Tuesday, July 31, 2007

New anti-doping cycling team

David Millar changes gear to sign for anti-doping team Slipstream

David Millar yesterday confirmed recent rumours that he will race next year for Slipstream, the team from the United States which is close to being guaranteed a ride in the 2008 Tour de France because it was founded on ethical principles with the aim of preventing their riders doping. Millar has been with the Spanish team Saunier Duval since his June comeback last year from a two-year doping ban.

Since Millar made contact in January with Jonathan Vaughters, the former US professional who runs Slipstream, the team's accession to the bigger races and their expansion to ride the Tour while remaining "clean" has become a joint project for both men. "I gave JV my ideas, my opinions," Millar said. "We picked each others' brains and it became clear that we wanted to do the same thing, which is to create the first of the next generation of cycling teams."Such projects have taken on a new urgency, given the way that this year's Tour turned into a shambles, with positive drugs tests, including one for the pre-race favourite Alexandr Vinokourov, and a week of doubt before the ejection of the apparent shoo-in for overall victory, Michael Rasmussen.

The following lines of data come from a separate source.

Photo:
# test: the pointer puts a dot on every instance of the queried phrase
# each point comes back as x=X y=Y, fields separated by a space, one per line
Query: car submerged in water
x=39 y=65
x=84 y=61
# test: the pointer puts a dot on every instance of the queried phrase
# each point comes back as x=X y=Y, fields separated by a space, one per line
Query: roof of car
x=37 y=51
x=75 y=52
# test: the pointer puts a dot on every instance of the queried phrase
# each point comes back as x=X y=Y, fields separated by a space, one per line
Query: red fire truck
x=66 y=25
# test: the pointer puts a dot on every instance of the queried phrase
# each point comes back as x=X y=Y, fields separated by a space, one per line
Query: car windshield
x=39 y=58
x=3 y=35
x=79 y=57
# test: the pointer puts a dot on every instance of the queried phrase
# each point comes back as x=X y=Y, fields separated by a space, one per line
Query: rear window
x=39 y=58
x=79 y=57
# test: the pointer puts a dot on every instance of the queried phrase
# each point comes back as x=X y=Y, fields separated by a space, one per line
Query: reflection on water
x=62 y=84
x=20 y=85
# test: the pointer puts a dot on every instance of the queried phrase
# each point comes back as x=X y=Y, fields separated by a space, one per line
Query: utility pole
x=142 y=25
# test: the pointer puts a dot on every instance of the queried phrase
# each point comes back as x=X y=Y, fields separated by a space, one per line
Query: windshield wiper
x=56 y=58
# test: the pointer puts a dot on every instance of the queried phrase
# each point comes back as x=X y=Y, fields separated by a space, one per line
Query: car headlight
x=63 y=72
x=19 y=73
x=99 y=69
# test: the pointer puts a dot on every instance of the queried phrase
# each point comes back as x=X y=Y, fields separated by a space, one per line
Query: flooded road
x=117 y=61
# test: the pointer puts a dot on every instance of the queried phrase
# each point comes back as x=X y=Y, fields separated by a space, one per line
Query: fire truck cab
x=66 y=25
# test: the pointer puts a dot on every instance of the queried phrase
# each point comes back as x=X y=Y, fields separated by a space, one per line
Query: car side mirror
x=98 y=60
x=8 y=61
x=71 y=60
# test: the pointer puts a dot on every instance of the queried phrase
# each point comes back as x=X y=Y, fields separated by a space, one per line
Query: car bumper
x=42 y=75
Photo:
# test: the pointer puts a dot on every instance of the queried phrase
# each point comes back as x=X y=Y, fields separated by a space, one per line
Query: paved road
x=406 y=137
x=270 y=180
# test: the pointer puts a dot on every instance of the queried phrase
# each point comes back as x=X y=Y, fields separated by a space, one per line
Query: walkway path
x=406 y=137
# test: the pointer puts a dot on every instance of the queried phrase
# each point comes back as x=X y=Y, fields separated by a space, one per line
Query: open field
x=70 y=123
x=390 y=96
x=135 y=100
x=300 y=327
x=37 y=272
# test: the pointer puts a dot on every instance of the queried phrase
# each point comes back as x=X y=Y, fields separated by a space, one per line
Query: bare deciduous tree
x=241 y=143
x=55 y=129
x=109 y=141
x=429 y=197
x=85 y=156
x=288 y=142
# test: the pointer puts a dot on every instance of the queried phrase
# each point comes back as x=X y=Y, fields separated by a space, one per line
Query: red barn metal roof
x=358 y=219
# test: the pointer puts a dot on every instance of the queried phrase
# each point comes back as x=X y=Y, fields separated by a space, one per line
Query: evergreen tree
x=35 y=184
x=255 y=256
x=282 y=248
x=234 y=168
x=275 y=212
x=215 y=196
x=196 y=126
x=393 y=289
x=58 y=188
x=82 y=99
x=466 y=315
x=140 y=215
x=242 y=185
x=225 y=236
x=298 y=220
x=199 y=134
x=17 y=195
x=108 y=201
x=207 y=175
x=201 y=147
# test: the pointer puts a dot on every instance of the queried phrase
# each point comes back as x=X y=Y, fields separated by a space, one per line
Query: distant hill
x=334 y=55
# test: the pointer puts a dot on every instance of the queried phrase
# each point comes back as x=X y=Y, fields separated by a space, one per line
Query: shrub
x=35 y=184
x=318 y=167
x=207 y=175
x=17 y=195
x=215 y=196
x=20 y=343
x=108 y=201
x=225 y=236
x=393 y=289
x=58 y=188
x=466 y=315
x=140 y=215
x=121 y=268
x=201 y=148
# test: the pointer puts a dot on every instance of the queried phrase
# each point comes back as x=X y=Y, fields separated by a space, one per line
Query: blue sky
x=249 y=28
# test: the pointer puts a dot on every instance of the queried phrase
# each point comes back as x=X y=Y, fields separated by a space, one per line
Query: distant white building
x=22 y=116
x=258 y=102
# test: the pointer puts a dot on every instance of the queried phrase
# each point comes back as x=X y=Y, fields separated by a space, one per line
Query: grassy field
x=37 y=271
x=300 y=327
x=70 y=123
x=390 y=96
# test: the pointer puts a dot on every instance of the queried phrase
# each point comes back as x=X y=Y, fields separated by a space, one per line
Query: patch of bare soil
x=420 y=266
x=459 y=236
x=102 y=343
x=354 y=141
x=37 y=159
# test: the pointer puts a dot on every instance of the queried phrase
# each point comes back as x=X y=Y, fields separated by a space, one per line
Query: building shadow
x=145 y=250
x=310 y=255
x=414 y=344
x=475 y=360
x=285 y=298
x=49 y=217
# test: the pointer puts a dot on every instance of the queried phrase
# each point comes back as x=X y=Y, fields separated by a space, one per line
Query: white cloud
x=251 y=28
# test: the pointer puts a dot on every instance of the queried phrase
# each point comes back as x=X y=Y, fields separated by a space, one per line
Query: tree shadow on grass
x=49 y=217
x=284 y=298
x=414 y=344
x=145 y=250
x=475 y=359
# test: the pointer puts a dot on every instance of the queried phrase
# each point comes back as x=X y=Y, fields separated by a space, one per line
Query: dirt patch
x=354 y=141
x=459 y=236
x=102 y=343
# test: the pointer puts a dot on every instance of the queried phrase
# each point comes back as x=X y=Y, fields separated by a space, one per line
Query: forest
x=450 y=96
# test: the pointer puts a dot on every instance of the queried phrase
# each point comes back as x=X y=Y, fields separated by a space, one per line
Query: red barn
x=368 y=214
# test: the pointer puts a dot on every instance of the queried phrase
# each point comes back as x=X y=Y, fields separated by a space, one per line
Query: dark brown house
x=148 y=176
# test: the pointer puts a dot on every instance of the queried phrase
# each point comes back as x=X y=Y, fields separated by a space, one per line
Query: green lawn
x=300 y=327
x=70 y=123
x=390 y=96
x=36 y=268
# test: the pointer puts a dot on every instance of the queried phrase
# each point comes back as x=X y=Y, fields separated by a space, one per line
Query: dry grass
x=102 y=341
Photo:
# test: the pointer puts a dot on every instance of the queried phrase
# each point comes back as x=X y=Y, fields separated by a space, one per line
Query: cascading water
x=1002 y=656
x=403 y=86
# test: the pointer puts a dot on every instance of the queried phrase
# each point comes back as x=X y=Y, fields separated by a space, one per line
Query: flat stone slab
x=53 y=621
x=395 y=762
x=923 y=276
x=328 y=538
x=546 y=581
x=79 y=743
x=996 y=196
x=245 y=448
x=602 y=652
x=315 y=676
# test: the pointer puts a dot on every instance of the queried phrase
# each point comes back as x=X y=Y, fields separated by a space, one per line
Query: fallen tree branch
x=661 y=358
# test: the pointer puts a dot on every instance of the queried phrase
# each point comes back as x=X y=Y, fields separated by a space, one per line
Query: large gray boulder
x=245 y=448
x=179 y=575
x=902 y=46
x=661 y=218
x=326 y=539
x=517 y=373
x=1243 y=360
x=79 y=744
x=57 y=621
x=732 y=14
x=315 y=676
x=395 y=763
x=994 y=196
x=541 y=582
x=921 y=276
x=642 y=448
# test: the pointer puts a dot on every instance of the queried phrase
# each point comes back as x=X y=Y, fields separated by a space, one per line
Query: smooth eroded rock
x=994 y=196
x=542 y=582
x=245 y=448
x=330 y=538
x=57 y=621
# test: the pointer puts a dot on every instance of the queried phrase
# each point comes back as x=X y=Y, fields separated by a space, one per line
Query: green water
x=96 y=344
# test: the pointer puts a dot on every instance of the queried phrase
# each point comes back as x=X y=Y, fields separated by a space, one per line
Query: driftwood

"It's taken on more validity in the last few weeks," agrees Millar. "Before it was our little mission, now it is being recognised that we are not just mad preachers. There is a lot of vision there, but it is pragmatic at the same time."

Slipstream is almost unique in that it is funded largely by the cycling equivalent of one of professional rugby union's "sugar-daddies", an American Doug Ellis who made his money in computer software.

"We have been working on this since January," said Millar. In March he and Vaughters made a joint visit to the Tour organisers, Amaury Sport Organisation. "We wanted to get their opinion, find out if it was a valid project for them, whether we stood a chance of getting in their races. They seemed charmed by the whole thing."

Slipstream, says Millar, "differs from other teams in that the baseline is purely ethical. Doug Ellis wants a cycling team but he wants one that doesn't win at all costs. He feels he can only be proud of it if he has no doubts about it. He needs guarantees, even for a rider like me. He needs hard copy to prove I am clean."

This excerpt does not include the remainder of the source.